„Die Rente ist sicher.“ Bis heute klingt dieser Satz in den Köpfen vieler Deutscher nach. Gesprochen hat ihn Norbert Blüm (CDU), Bundesminister für Arbeit und Sozialordnung, am 10. Oktober 1997 in einer hitzigen Debatte im Deutschen Bundestag.
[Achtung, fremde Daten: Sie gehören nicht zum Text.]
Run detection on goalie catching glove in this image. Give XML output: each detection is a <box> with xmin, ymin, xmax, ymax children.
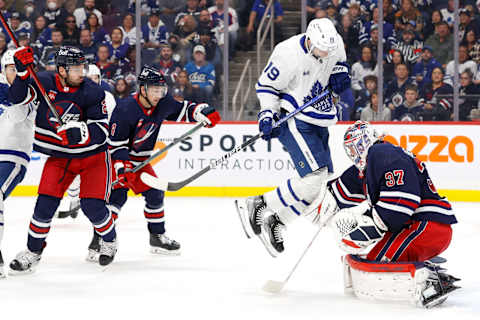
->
<box><xmin>332</xmin><ymin>202</ymin><xmax>386</xmax><ymax>254</ymax></box>
<box><xmin>57</xmin><ymin>121</ymin><xmax>90</xmax><ymax>146</ymax></box>
<box><xmin>193</xmin><ymin>103</ymin><xmax>220</xmax><ymax>128</ymax></box>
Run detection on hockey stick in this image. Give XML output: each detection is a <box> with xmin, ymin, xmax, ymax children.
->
<box><xmin>140</xmin><ymin>90</ymin><xmax>330</xmax><ymax>191</ymax></box>
<box><xmin>0</xmin><ymin>12</ymin><xmax>63</xmax><ymax>126</ymax></box>
<box><xmin>262</xmin><ymin>211</ymin><xmax>335</xmax><ymax>293</ymax></box>
<box><xmin>112</xmin><ymin>122</ymin><xmax>205</xmax><ymax>187</ymax></box>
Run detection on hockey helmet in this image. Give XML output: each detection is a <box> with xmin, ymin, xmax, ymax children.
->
<box><xmin>0</xmin><ymin>49</ymin><xmax>15</xmax><ymax>76</ymax></box>
<box><xmin>55</xmin><ymin>46</ymin><xmax>88</xmax><ymax>75</ymax></box>
<box><xmin>343</xmin><ymin>120</ymin><xmax>381</xmax><ymax>171</ymax></box>
<box><xmin>87</xmin><ymin>64</ymin><xmax>102</xmax><ymax>84</ymax></box>
<box><xmin>306</xmin><ymin>18</ymin><xmax>340</xmax><ymax>60</ymax></box>
<box><xmin>137</xmin><ymin>65</ymin><xmax>167</xmax><ymax>98</ymax></box>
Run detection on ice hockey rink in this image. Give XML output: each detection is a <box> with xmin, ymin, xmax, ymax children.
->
<box><xmin>0</xmin><ymin>197</ymin><xmax>480</xmax><ymax>320</ymax></box>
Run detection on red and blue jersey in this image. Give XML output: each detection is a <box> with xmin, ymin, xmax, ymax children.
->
<box><xmin>9</xmin><ymin>73</ymin><xmax>108</xmax><ymax>158</ymax></box>
<box><xmin>109</xmin><ymin>93</ymin><xmax>196</xmax><ymax>164</ymax></box>
<box><xmin>329</xmin><ymin>143</ymin><xmax>457</xmax><ymax>232</ymax></box>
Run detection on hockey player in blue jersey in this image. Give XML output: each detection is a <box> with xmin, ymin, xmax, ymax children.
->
<box><xmin>9</xmin><ymin>47</ymin><xmax>117</xmax><ymax>274</ymax></box>
<box><xmin>0</xmin><ymin>50</ymin><xmax>37</xmax><ymax>278</ymax></box>
<box><xmin>85</xmin><ymin>65</ymin><xmax>220</xmax><ymax>260</ymax></box>
<box><xmin>236</xmin><ymin>18</ymin><xmax>351</xmax><ymax>256</ymax></box>
<box><xmin>315</xmin><ymin>121</ymin><xmax>458</xmax><ymax>307</ymax></box>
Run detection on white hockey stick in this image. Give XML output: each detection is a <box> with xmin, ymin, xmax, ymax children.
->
<box><xmin>262</xmin><ymin>206</ymin><xmax>336</xmax><ymax>293</ymax></box>
<box><xmin>140</xmin><ymin>90</ymin><xmax>330</xmax><ymax>191</ymax></box>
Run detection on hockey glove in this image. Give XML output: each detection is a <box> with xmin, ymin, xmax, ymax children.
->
<box><xmin>328</xmin><ymin>62</ymin><xmax>352</xmax><ymax>95</ymax></box>
<box><xmin>57</xmin><ymin>121</ymin><xmax>90</xmax><ymax>146</ymax></box>
<box><xmin>113</xmin><ymin>160</ymin><xmax>136</xmax><ymax>188</ymax></box>
<box><xmin>13</xmin><ymin>47</ymin><xmax>34</xmax><ymax>80</ymax></box>
<box><xmin>333</xmin><ymin>205</ymin><xmax>386</xmax><ymax>254</ymax></box>
<box><xmin>193</xmin><ymin>103</ymin><xmax>220</xmax><ymax>128</ymax></box>
<box><xmin>258</xmin><ymin>109</ymin><xmax>280</xmax><ymax>141</ymax></box>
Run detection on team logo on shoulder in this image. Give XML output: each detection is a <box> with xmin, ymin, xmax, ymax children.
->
<box><xmin>47</xmin><ymin>100</ymin><xmax>82</xmax><ymax>128</ymax></box>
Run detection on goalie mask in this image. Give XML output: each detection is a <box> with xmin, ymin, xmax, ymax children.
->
<box><xmin>343</xmin><ymin>121</ymin><xmax>380</xmax><ymax>171</ymax></box>
<box><xmin>306</xmin><ymin>18</ymin><xmax>339</xmax><ymax>62</ymax></box>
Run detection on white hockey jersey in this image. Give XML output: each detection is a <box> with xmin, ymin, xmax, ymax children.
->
<box><xmin>0</xmin><ymin>74</ymin><xmax>37</xmax><ymax>167</ymax></box>
<box><xmin>255</xmin><ymin>34</ymin><xmax>346</xmax><ymax>127</ymax></box>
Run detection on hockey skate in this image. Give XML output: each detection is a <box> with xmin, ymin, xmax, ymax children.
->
<box><xmin>9</xmin><ymin>249</ymin><xmax>41</xmax><ymax>275</ymax></box>
<box><xmin>0</xmin><ymin>250</ymin><xmax>5</xmax><ymax>279</ymax></box>
<box><xmin>55</xmin><ymin>196</ymin><xmax>80</xmax><ymax>219</ymax></box>
<box><xmin>150</xmin><ymin>233</ymin><xmax>180</xmax><ymax>256</ymax></box>
<box><xmin>86</xmin><ymin>230</ymin><xmax>100</xmax><ymax>262</ymax></box>
<box><xmin>260</xmin><ymin>214</ymin><xmax>286</xmax><ymax>258</ymax></box>
<box><xmin>235</xmin><ymin>196</ymin><xmax>267</xmax><ymax>239</ymax></box>
<box><xmin>98</xmin><ymin>239</ymin><xmax>117</xmax><ymax>266</ymax></box>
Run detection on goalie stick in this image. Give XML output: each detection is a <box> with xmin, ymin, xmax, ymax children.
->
<box><xmin>140</xmin><ymin>90</ymin><xmax>330</xmax><ymax>191</ymax></box>
<box><xmin>0</xmin><ymin>12</ymin><xmax>64</xmax><ymax>126</ymax></box>
<box><xmin>112</xmin><ymin>122</ymin><xmax>206</xmax><ymax>187</ymax></box>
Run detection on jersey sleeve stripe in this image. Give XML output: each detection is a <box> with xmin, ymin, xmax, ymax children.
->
<box><xmin>380</xmin><ymin>191</ymin><xmax>420</xmax><ymax>203</ymax></box>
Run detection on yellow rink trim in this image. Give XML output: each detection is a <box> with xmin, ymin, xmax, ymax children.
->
<box><xmin>7</xmin><ymin>186</ymin><xmax>480</xmax><ymax>202</ymax></box>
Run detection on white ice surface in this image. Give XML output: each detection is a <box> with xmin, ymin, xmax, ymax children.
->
<box><xmin>0</xmin><ymin>198</ymin><xmax>480</xmax><ymax>320</ymax></box>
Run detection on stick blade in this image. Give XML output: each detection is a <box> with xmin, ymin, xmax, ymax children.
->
<box><xmin>140</xmin><ymin>172</ymin><xmax>168</xmax><ymax>191</ymax></box>
<box><xmin>262</xmin><ymin>280</ymin><xmax>285</xmax><ymax>293</ymax></box>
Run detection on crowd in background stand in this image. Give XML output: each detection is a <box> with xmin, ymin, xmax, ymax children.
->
<box><xmin>307</xmin><ymin>0</ymin><xmax>480</xmax><ymax>121</ymax></box>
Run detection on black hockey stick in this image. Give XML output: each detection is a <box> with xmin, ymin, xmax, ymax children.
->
<box><xmin>112</xmin><ymin>122</ymin><xmax>205</xmax><ymax>187</ymax></box>
<box><xmin>140</xmin><ymin>90</ymin><xmax>330</xmax><ymax>191</ymax></box>
<box><xmin>0</xmin><ymin>12</ymin><xmax>63</xmax><ymax>126</ymax></box>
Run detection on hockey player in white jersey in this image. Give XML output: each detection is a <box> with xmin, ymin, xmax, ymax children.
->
<box><xmin>57</xmin><ymin>64</ymin><xmax>117</xmax><ymax>219</ymax></box>
<box><xmin>0</xmin><ymin>50</ymin><xmax>37</xmax><ymax>278</ymax></box>
<box><xmin>236</xmin><ymin>18</ymin><xmax>351</xmax><ymax>257</ymax></box>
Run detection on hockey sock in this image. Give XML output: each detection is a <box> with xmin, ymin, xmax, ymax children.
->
<box><xmin>107</xmin><ymin>188</ymin><xmax>128</xmax><ymax>222</ymax></box>
<box><xmin>143</xmin><ymin>189</ymin><xmax>165</xmax><ymax>234</ymax></box>
<box><xmin>27</xmin><ymin>194</ymin><xmax>61</xmax><ymax>252</ymax></box>
<box><xmin>67</xmin><ymin>175</ymin><xmax>80</xmax><ymax>198</ymax></box>
<box><xmin>80</xmin><ymin>198</ymin><xmax>117</xmax><ymax>242</ymax></box>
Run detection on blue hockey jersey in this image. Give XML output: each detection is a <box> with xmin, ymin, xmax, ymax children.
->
<box><xmin>329</xmin><ymin>142</ymin><xmax>457</xmax><ymax>232</ymax></box>
<box><xmin>109</xmin><ymin>93</ymin><xmax>196</xmax><ymax>164</ymax></box>
<box><xmin>9</xmin><ymin>73</ymin><xmax>108</xmax><ymax>158</ymax></box>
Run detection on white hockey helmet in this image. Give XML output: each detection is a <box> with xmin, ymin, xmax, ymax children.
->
<box><xmin>87</xmin><ymin>64</ymin><xmax>102</xmax><ymax>84</ymax></box>
<box><xmin>0</xmin><ymin>49</ymin><xmax>15</xmax><ymax>76</ymax></box>
<box><xmin>306</xmin><ymin>18</ymin><xmax>341</xmax><ymax>60</ymax></box>
<box><xmin>343</xmin><ymin>120</ymin><xmax>382</xmax><ymax>171</ymax></box>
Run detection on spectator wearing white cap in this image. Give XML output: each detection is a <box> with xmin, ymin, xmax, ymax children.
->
<box><xmin>185</xmin><ymin>44</ymin><xmax>216</xmax><ymax>104</ymax></box>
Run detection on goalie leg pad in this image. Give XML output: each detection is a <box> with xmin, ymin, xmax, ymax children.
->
<box><xmin>367</xmin><ymin>221</ymin><xmax>452</xmax><ymax>261</ymax></box>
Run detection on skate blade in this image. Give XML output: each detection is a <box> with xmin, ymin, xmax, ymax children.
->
<box><xmin>8</xmin><ymin>268</ymin><xmax>35</xmax><ymax>277</ymax></box>
<box><xmin>423</xmin><ymin>286</ymin><xmax>461</xmax><ymax>309</ymax></box>
<box><xmin>262</xmin><ymin>280</ymin><xmax>285</xmax><ymax>293</ymax></box>
<box><xmin>85</xmin><ymin>250</ymin><xmax>100</xmax><ymax>263</ymax></box>
<box><xmin>235</xmin><ymin>199</ymin><xmax>255</xmax><ymax>239</ymax></box>
<box><xmin>150</xmin><ymin>247</ymin><xmax>181</xmax><ymax>256</ymax></box>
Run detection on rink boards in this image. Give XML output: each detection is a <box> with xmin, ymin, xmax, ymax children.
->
<box><xmin>10</xmin><ymin>122</ymin><xmax>480</xmax><ymax>201</ymax></box>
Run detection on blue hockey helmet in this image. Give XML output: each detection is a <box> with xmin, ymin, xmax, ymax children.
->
<box><xmin>343</xmin><ymin>120</ymin><xmax>381</xmax><ymax>171</ymax></box>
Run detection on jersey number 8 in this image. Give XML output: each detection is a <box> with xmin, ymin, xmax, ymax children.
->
<box><xmin>263</xmin><ymin>62</ymin><xmax>280</xmax><ymax>81</ymax></box>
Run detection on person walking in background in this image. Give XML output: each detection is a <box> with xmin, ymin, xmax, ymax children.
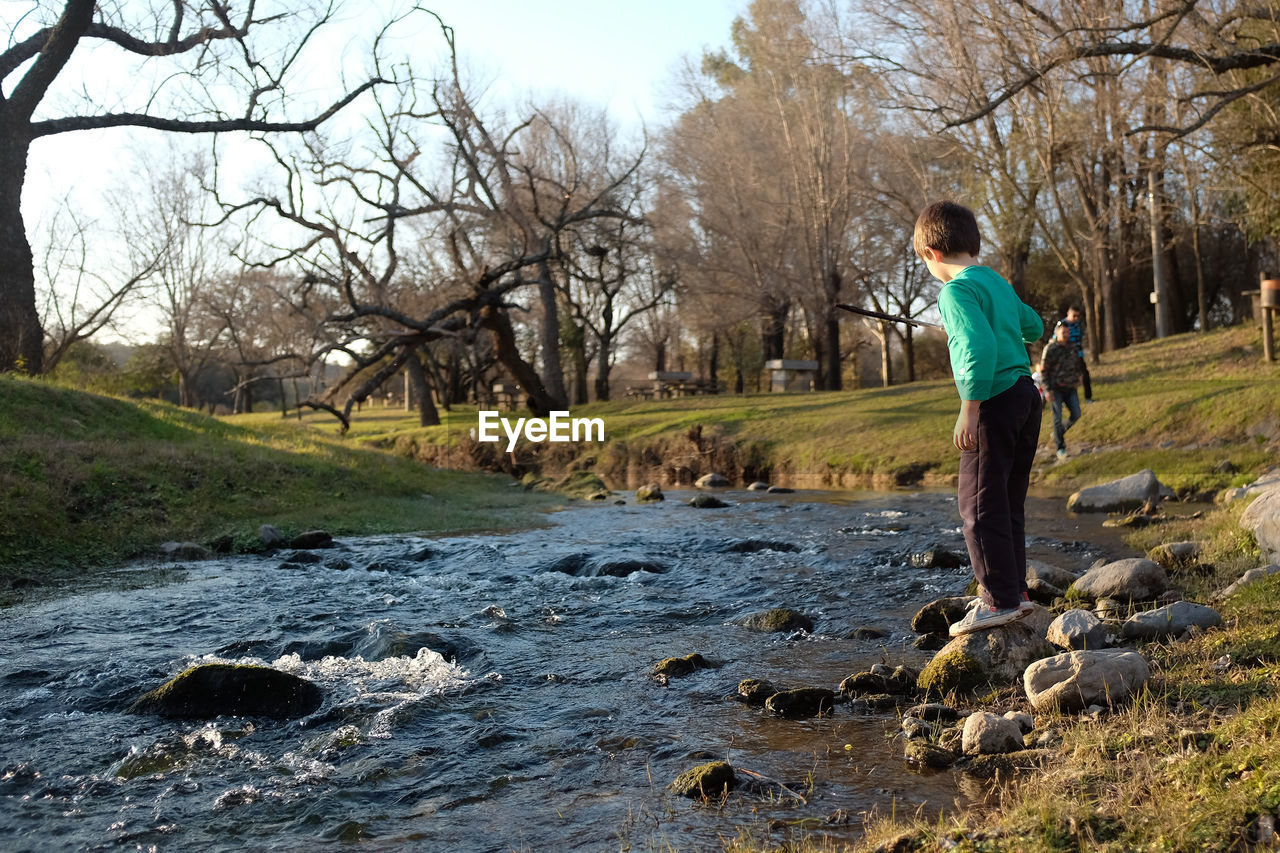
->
<box><xmin>913</xmin><ymin>201</ymin><xmax>1044</xmax><ymax>637</ymax></box>
<box><xmin>1041</xmin><ymin>323</ymin><xmax>1084</xmax><ymax>460</ymax></box>
<box><xmin>1061</xmin><ymin>305</ymin><xmax>1093</xmax><ymax>402</ymax></box>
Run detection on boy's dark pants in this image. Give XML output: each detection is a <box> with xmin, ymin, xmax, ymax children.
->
<box><xmin>959</xmin><ymin>377</ymin><xmax>1044</xmax><ymax>610</ymax></box>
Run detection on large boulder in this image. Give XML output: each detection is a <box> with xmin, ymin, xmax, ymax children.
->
<box><xmin>1023</xmin><ymin>649</ymin><xmax>1151</xmax><ymax>711</ymax></box>
<box><xmin>916</xmin><ymin>607</ymin><xmax>1055</xmax><ymax>694</ymax></box>
<box><xmin>1240</xmin><ymin>469</ymin><xmax>1280</xmax><ymax>562</ymax></box>
<box><xmin>1066</xmin><ymin>467</ymin><xmax>1162</xmax><ymax>512</ymax></box>
<box><xmin>1120</xmin><ymin>601</ymin><xmax>1222</xmax><ymax>639</ymax></box>
<box><xmin>1046</xmin><ymin>610</ymin><xmax>1107</xmax><ymax>652</ymax></box>
<box><xmin>960</xmin><ymin>711</ymin><xmax>1023</xmax><ymax>756</ymax></box>
<box><xmin>160</xmin><ymin>542</ymin><xmax>214</xmax><ymax>562</ymax></box>
<box><xmin>129</xmin><ymin>663</ymin><xmax>324</xmax><ymax>720</ymax></box>
<box><xmin>1068</xmin><ymin>557</ymin><xmax>1169</xmax><ymax>601</ymax></box>
<box><xmin>289</xmin><ymin>530</ymin><xmax>333</xmax><ymax>551</ymax></box>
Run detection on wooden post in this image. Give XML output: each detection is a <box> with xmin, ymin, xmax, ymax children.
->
<box><xmin>1260</xmin><ymin>273</ymin><xmax>1280</xmax><ymax>361</ymax></box>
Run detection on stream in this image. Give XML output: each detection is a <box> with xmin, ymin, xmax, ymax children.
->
<box><xmin>0</xmin><ymin>491</ymin><xmax>1123</xmax><ymax>852</ymax></box>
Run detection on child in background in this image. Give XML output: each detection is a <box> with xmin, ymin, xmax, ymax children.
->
<box><xmin>913</xmin><ymin>201</ymin><xmax>1044</xmax><ymax>637</ymax></box>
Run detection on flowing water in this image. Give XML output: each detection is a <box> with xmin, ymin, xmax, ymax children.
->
<box><xmin>0</xmin><ymin>492</ymin><xmax>1121</xmax><ymax>850</ymax></box>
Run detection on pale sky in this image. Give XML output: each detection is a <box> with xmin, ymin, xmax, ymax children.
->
<box><xmin>23</xmin><ymin>0</ymin><xmax>748</xmax><ymax>224</ymax></box>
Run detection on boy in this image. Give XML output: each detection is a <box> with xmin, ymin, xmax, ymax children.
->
<box><xmin>913</xmin><ymin>201</ymin><xmax>1044</xmax><ymax>637</ymax></box>
<box><xmin>1041</xmin><ymin>323</ymin><xmax>1083</xmax><ymax>461</ymax></box>
<box><xmin>1059</xmin><ymin>305</ymin><xmax>1093</xmax><ymax>402</ymax></box>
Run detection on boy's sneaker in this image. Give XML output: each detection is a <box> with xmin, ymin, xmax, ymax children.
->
<box><xmin>947</xmin><ymin>605</ymin><xmax>1030</xmax><ymax>637</ymax></box>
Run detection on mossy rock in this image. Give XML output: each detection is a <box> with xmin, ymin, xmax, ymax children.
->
<box><xmin>915</xmin><ymin>651</ymin><xmax>987</xmax><ymax>694</ymax></box>
<box><xmin>636</xmin><ymin>483</ymin><xmax>667</xmax><ymax>503</ymax></box>
<box><xmin>129</xmin><ymin>663</ymin><xmax>324</xmax><ymax>720</ymax></box>
<box><xmin>902</xmin><ymin>738</ymin><xmax>959</xmax><ymax>770</ymax></box>
<box><xmin>733</xmin><ymin>607</ymin><xmax>813</xmax><ymax>634</ymax></box>
<box><xmin>726</xmin><ymin>679</ymin><xmax>778</xmax><ymax>708</ymax></box>
<box><xmin>556</xmin><ymin>471</ymin><xmax>609</xmax><ymax>498</ymax></box>
<box><xmin>653</xmin><ymin>652</ymin><xmax>716</xmax><ymax>679</ymax></box>
<box><xmin>764</xmin><ymin>688</ymin><xmax>836</xmax><ymax>720</ymax></box>
<box><xmin>667</xmin><ymin>761</ymin><xmax>737</xmax><ymax>799</ymax></box>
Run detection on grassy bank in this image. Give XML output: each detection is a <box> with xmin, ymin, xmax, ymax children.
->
<box><xmin>0</xmin><ymin>377</ymin><xmax>554</xmax><ymax>580</ymax></box>
<box><xmin>839</xmin><ymin>494</ymin><xmax>1280</xmax><ymax>853</ymax></box>
<box><xmin>285</xmin><ymin>327</ymin><xmax>1280</xmax><ymax>493</ymax></box>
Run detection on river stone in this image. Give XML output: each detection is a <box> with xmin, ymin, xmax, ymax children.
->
<box><xmin>667</xmin><ymin>761</ymin><xmax>737</xmax><ymax>799</ymax></box>
<box><xmin>1027</xmin><ymin>560</ymin><xmax>1079</xmax><ymax>589</ymax></box>
<box><xmin>1120</xmin><ymin>601</ymin><xmax>1222</xmax><ymax>639</ymax></box>
<box><xmin>909</xmin><ymin>546</ymin><xmax>969</xmax><ymax>569</ymax></box>
<box><xmin>1215</xmin><ymin>564</ymin><xmax>1280</xmax><ymax>598</ymax></box>
<box><xmin>911</xmin><ymin>631</ymin><xmax>951</xmax><ymax>652</ymax></box>
<box><xmin>916</xmin><ymin>606</ymin><xmax>1053</xmax><ymax>694</ymax></box>
<box><xmin>289</xmin><ymin>530</ymin><xmax>333</xmax><ymax>551</ymax></box>
<box><xmin>653</xmin><ymin>652</ymin><xmax>716</xmax><ymax>679</ymax></box>
<box><xmin>1066</xmin><ymin>467</ymin><xmax>1161</xmax><ymax>512</ymax></box>
<box><xmin>961</xmin><ymin>711</ymin><xmax>1023</xmax><ymax>756</ymax></box>
<box><xmin>726</xmin><ymin>679</ymin><xmax>778</xmax><ymax>708</ymax></box>
<box><xmin>902</xmin><ymin>738</ymin><xmax>956</xmax><ymax>770</ymax></box>
<box><xmin>1147</xmin><ymin>542</ymin><xmax>1202</xmax><ymax>569</ymax></box>
<box><xmin>129</xmin><ymin>663</ymin><xmax>324</xmax><ymax>720</ymax></box>
<box><xmin>1023</xmin><ymin>649</ymin><xmax>1151</xmax><ymax>711</ymax></box>
<box><xmin>160</xmin><ymin>542</ymin><xmax>214</xmax><ymax>561</ymax></box>
<box><xmin>257</xmin><ymin>524</ymin><xmax>284</xmax><ymax>548</ymax></box>
<box><xmin>1004</xmin><ymin>711</ymin><xmax>1036</xmax><ymax>735</ymax></box>
<box><xmin>764</xmin><ymin>688</ymin><xmax>836</xmax><ymax>720</ymax></box>
<box><xmin>1027</xmin><ymin>578</ymin><xmax>1062</xmax><ymax>606</ymax></box>
<box><xmin>1240</xmin><ymin>469</ymin><xmax>1280</xmax><ymax>562</ymax></box>
<box><xmin>840</xmin><ymin>672</ymin><xmax>896</xmax><ymax>697</ymax></box>
<box><xmin>732</xmin><ymin>607</ymin><xmax>813</xmax><ymax>634</ymax></box>
<box><xmin>636</xmin><ymin>483</ymin><xmax>667</xmax><ymax>503</ymax></box>
<box><xmin>906</xmin><ymin>702</ymin><xmax>960</xmax><ymax>722</ymax></box>
<box><xmin>911</xmin><ymin>596</ymin><xmax>973</xmax><ymax>634</ymax></box>
<box><xmin>1069</xmin><ymin>557</ymin><xmax>1169</xmax><ymax>601</ymax></box>
<box><xmin>1044</xmin><ymin>610</ymin><xmax>1107</xmax><ymax>652</ymax></box>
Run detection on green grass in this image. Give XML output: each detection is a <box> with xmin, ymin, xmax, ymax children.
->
<box><xmin>275</xmin><ymin>320</ymin><xmax>1280</xmax><ymax>493</ymax></box>
<box><xmin>0</xmin><ymin>377</ymin><xmax>554</xmax><ymax>578</ymax></box>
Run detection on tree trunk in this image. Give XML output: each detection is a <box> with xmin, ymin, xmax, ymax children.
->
<box><xmin>0</xmin><ymin>133</ymin><xmax>45</xmax><ymax>375</ymax></box>
<box><xmin>707</xmin><ymin>332</ymin><xmax>719</xmax><ymax>384</ymax></box>
<box><xmin>404</xmin><ymin>352</ymin><xmax>440</xmax><ymax>427</ymax></box>
<box><xmin>874</xmin><ymin>323</ymin><xmax>893</xmax><ymax>388</ymax></box>
<box><xmin>595</xmin><ymin>337</ymin><xmax>613</xmax><ymax>401</ymax></box>
<box><xmin>480</xmin><ymin>305</ymin><xmax>568</xmax><ymax>418</ymax></box>
<box><xmin>538</xmin><ymin>270</ymin><xmax>568</xmax><ymax>400</ymax></box>
<box><xmin>760</xmin><ymin>301</ymin><xmax>791</xmax><ymax>361</ymax></box>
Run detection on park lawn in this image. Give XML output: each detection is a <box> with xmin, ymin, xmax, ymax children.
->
<box><xmin>285</xmin><ymin>318</ymin><xmax>1280</xmax><ymax>493</ymax></box>
<box><xmin>0</xmin><ymin>375</ymin><xmax>556</xmax><ymax>579</ymax></box>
An jenem Tag wurde eine neue Rentenreform verabschiedet, die aufgrund gestiegener Lebenserwartung und geringer Geburtenrate notwendig geworden war. Ein sogenannter demografischer Faktor sowie die Senkung des Rentenniveaus von 70 auf 64 Prozent sollte die Renten der Deutschen in Zukunft langsamer steigen lassen.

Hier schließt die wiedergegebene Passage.